To accompany this week’s review of Thomas Mallon’s book about letters, each day the blog will feature two letters. This one was sent by John Cheever to William Maxwell, his editor at The New Yorker on March 6, 1969. It’s taken from The Letters of John Cheever edited by Benjamin Cheever.
I can’t write you a story. I can’t write anyone a story. I know that Bullet Park is not that massive but six months later I still feel pole-axed. Twice I seem to have had a donnee but I don’t seem to have any motive for following through. I think I’ll have to start all over again. Also the stuntiness of Barthelme disconcerts me. One can always begin, “Mr. Frobisher, returning from a year in Europe, opened his trunk for the customs officer and found there, instead of his clothing and souvenirs, the mutilated and naked body of an Italian sailor.” Blooey. It’s like the last act in vaudeville and anyhow it seems to me that I did it fifteen years ago.

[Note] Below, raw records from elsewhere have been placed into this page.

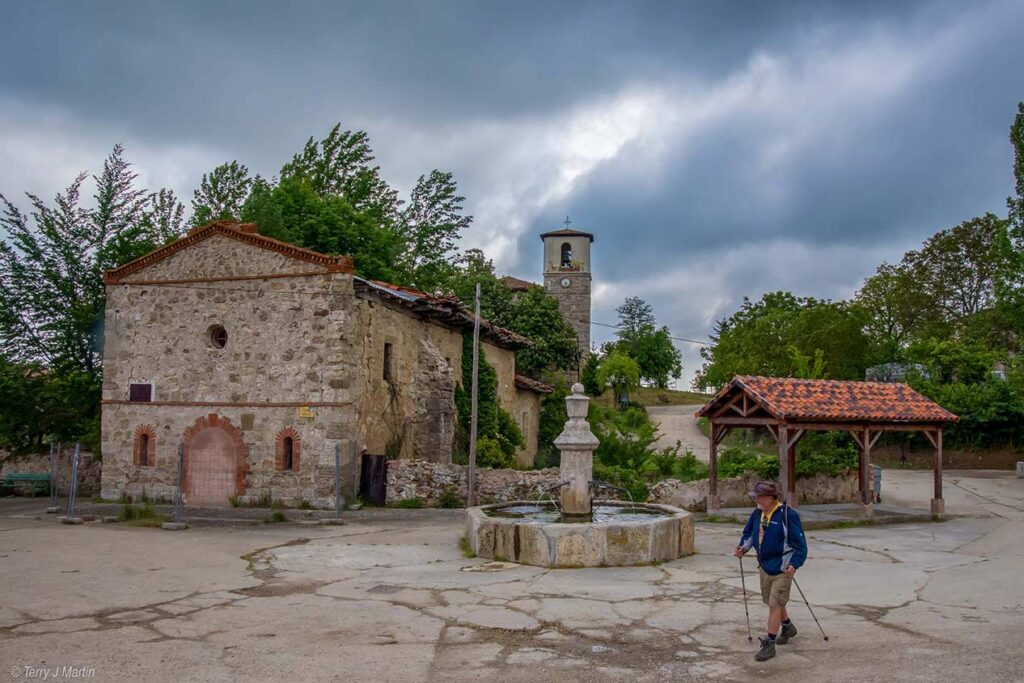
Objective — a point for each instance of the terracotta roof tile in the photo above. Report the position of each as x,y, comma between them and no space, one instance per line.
836,400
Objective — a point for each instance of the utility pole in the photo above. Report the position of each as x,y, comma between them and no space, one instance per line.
471,493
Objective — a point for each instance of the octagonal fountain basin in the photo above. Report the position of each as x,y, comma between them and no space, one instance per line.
614,535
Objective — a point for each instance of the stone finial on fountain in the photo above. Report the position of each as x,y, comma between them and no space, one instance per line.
577,443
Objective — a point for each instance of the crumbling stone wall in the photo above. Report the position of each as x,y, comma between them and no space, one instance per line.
427,481
733,493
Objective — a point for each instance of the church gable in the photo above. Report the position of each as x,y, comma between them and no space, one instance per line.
223,251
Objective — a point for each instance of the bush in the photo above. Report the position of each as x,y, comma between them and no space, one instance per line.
450,499
621,476
736,462
491,454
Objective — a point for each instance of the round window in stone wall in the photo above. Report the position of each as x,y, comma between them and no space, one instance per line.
218,336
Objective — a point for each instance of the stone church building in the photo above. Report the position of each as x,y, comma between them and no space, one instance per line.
264,359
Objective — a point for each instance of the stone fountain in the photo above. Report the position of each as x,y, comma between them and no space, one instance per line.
579,531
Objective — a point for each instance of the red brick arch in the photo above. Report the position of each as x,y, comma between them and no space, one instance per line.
279,462
214,421
144,457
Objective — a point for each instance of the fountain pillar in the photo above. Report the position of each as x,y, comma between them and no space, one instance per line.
577,443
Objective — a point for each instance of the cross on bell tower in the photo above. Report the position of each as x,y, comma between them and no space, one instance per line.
567,278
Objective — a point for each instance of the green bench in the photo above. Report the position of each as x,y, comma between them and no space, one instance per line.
36,482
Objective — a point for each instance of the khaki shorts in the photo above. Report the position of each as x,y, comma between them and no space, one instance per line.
775,590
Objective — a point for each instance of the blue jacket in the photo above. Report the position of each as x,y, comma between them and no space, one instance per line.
783,542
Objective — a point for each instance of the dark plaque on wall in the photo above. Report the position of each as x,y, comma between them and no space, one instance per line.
140,393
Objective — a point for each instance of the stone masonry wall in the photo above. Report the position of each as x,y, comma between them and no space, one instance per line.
313,481
415,412
428,480
733,493
289,361
206,259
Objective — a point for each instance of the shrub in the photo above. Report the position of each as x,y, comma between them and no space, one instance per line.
450,499
737,461
491,454
621,476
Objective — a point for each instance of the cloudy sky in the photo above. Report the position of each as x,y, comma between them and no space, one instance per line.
716,150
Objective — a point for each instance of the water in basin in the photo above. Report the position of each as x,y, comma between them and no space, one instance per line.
548,514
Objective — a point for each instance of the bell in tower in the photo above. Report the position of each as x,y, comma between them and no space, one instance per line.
567,278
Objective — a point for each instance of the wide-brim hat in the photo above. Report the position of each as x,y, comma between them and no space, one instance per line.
764,488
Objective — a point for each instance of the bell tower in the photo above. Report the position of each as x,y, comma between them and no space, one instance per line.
567,278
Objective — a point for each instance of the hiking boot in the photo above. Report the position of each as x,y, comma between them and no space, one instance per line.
788,631
767,650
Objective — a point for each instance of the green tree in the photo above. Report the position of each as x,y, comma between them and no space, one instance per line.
430,226
535,314
294,212
896,307
649,346
956,268
1010,280
221,194
620,373
52,295
340,166
761,339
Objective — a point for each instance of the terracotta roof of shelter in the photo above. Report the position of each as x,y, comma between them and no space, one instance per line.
787,398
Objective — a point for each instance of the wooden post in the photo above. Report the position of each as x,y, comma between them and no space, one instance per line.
791,487
783,461
714,502
471,476
865,464
938,505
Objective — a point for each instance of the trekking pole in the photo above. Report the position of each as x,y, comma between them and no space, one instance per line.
742,580
809,608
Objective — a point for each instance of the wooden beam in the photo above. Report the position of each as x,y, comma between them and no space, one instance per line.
714,503
745,422
783,461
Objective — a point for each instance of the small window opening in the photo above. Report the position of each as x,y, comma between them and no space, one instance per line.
288,445
218,336
387,363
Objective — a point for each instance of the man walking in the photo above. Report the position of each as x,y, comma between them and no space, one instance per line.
777,538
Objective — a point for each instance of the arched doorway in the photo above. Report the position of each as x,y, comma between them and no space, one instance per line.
215,462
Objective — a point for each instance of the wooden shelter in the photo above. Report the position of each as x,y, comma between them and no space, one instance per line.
791,408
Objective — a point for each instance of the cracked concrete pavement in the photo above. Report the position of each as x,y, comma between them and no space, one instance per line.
388,597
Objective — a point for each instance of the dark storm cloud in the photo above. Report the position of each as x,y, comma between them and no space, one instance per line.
716,150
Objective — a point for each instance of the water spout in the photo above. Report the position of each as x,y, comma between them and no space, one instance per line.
605,484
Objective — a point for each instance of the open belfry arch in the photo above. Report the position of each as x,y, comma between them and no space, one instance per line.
787,409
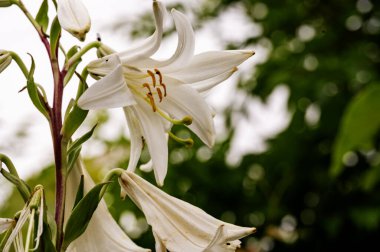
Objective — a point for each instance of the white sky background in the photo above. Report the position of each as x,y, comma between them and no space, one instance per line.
17,112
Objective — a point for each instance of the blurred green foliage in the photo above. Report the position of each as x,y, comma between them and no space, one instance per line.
316,187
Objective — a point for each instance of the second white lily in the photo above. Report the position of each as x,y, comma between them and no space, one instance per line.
157,94
178,225
102,233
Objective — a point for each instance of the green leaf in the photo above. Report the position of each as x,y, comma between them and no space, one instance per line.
77,115
42,17
72,158
78,143
81,215
20,184
73,50
34,93
80,191
360,123
46,244
55,33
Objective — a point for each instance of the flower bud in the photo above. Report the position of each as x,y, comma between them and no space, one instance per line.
74,18
5,59
5,3
104,50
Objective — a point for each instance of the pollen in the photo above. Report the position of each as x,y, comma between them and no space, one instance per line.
156,89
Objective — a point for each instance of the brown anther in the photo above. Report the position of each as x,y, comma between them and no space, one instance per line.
153,77
159,93
147,86
151,100
164,86
159,75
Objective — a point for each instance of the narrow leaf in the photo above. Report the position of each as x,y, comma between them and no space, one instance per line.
72,158
78,143
76,115
55,33
360,123
81,215
80,191
34,93
42,17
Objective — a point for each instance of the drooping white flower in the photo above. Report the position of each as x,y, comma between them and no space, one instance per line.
102,233
178,225
157,94
74,18
32,211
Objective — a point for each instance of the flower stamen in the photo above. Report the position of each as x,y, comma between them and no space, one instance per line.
159,94
150,97
153,77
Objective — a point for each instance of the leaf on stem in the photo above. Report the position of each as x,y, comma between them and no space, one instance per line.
42,17
75,148
82,213
55,34
76,116
34,93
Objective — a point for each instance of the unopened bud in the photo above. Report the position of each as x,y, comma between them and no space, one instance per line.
187,120
5,59
5,3
74,18
104,50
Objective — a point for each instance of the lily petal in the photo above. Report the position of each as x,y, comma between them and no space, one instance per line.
109,92
206,85
153,128
185,47
210,64
185,101
150,45
178,225
136,137
102,233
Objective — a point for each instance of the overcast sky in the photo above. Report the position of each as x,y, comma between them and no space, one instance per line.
17,113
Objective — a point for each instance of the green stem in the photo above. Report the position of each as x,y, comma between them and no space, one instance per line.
79,54
7,161
20,63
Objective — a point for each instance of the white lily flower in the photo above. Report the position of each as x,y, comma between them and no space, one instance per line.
157,94
74,18
34,208
178,225
102,233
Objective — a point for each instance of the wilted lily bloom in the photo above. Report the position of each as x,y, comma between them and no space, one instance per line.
102,233
157,94
178,225
34,212
5,59
74,18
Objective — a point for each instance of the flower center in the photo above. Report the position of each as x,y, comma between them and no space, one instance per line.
155,89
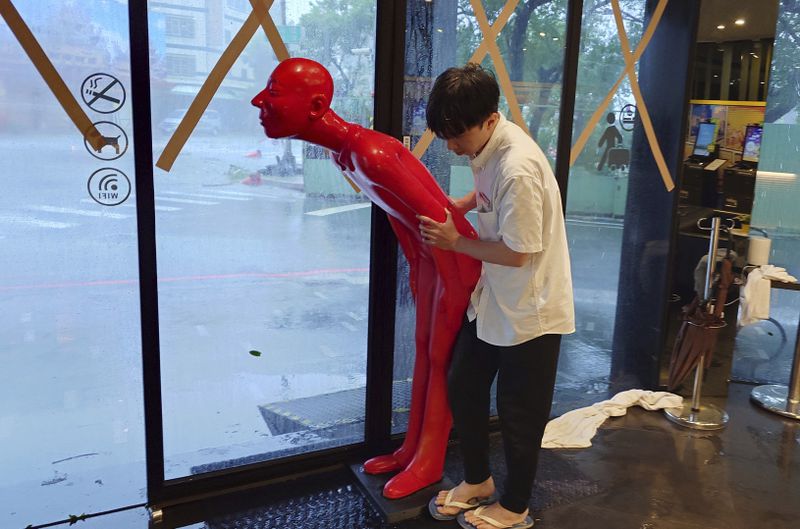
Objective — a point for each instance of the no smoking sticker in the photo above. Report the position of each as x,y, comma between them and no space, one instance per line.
103,93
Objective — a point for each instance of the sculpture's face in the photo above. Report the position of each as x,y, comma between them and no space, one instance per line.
298,92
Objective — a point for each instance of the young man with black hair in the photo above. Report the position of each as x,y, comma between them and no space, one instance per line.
520,307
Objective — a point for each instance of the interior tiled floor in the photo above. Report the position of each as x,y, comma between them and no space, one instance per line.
642,472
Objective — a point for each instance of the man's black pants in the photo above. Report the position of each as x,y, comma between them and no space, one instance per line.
526,378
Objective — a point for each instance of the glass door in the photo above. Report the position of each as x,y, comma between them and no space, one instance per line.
262,246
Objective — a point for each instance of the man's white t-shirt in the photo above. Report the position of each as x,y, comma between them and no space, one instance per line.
519,202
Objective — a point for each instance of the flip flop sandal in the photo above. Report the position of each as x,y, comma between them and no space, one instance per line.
433,508
524,524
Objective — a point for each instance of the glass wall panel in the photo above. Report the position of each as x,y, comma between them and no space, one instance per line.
263,248
444,34
71,421
596,201
764,350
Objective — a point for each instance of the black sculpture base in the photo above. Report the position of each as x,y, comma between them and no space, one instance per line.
393,511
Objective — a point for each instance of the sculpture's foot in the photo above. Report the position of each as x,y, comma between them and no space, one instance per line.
383,464
406,483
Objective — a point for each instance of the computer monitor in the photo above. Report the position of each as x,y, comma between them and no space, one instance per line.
751,147
706,136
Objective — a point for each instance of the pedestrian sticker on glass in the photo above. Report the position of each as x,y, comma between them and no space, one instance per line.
113,141
627,117
103,93
109,186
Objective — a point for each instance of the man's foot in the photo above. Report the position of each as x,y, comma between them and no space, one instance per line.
495,516
464,493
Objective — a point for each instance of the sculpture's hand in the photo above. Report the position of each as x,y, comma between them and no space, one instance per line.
443,235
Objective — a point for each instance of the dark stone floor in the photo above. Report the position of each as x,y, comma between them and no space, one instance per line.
643,472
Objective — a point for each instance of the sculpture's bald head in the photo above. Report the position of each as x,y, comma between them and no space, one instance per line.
298,92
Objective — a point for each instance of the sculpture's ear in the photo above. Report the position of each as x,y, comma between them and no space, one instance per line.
319,105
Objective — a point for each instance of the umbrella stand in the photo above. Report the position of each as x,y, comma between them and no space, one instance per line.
696,415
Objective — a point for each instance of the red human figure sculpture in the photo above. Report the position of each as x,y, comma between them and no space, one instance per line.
296,104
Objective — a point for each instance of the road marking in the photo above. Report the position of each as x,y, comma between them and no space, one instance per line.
187,201
340,209
240,194
201,195
598,224
158,208
330,353
33,221
355,316
81,212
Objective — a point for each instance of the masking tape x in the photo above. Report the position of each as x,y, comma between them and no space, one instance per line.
630,64
259,16
46,69
487,45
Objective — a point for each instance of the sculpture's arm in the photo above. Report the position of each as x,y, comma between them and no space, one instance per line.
410,245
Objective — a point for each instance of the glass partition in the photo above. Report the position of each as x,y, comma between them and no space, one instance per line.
71,423
764,350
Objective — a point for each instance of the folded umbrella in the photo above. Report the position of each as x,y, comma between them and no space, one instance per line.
697,337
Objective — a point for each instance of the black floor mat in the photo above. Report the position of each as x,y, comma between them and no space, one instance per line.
333,500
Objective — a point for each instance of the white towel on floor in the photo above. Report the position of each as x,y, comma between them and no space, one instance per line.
576,428
777,273
754,298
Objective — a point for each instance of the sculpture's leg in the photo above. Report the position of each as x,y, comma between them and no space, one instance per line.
401,457
428,463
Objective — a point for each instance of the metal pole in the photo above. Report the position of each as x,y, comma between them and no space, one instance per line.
698,383
794,380
778,398
695,415
711,265
712,260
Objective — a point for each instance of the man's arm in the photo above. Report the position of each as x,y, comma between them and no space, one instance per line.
444,235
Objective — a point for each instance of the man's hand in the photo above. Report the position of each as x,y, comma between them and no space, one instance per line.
464,204
443,235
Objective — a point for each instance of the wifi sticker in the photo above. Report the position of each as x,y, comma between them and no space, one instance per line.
109,186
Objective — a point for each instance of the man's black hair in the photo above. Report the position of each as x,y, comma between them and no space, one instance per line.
461,99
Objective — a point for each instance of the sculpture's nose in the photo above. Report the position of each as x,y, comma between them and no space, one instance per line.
258,99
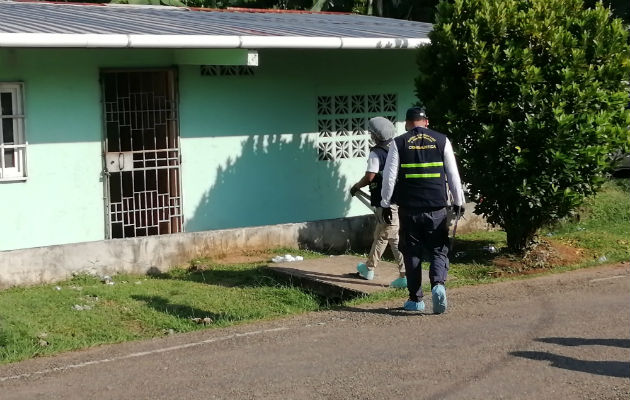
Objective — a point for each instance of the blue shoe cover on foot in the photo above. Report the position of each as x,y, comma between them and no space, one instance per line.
364,272
400,283
414,305
439,299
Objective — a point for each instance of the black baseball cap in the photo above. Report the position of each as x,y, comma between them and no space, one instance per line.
416,114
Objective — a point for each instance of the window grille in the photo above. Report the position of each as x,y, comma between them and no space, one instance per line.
142,157
12,143
342,123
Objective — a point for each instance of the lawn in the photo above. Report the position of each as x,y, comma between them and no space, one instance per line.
85,311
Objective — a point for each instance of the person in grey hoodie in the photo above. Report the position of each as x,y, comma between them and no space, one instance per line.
382,132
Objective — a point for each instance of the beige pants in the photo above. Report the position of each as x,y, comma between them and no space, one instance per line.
384,234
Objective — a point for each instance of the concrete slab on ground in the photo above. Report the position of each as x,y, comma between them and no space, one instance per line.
337,277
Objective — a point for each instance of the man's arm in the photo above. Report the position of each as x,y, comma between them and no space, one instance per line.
390,174
452,174
364,181
370,173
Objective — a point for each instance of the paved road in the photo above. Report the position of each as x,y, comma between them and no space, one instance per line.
564,336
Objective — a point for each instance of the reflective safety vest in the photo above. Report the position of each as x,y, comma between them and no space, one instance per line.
421,175
377,183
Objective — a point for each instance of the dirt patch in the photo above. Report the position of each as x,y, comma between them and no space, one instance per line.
245,257
544,255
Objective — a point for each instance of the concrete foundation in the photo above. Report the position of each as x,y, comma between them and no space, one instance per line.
159,253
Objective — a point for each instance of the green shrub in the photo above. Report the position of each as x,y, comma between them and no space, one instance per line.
533,95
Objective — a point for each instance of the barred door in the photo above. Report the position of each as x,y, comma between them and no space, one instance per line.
142,156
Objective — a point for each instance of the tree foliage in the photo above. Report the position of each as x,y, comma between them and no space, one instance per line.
533,94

There’s the rub. I start on a story and realize that I’ve already written it.
Not working is terribly painful and I’m still having a fight with the booze. I’ve enlisted the help of a doctor but it’s touch and go. A day for me; a day for the hootch. A beautiful, blonde, intelligent and responsive movie actress whom I adore announced to her husband that she had to spend three hours alone with me. He sullenly agreed. I took her skating.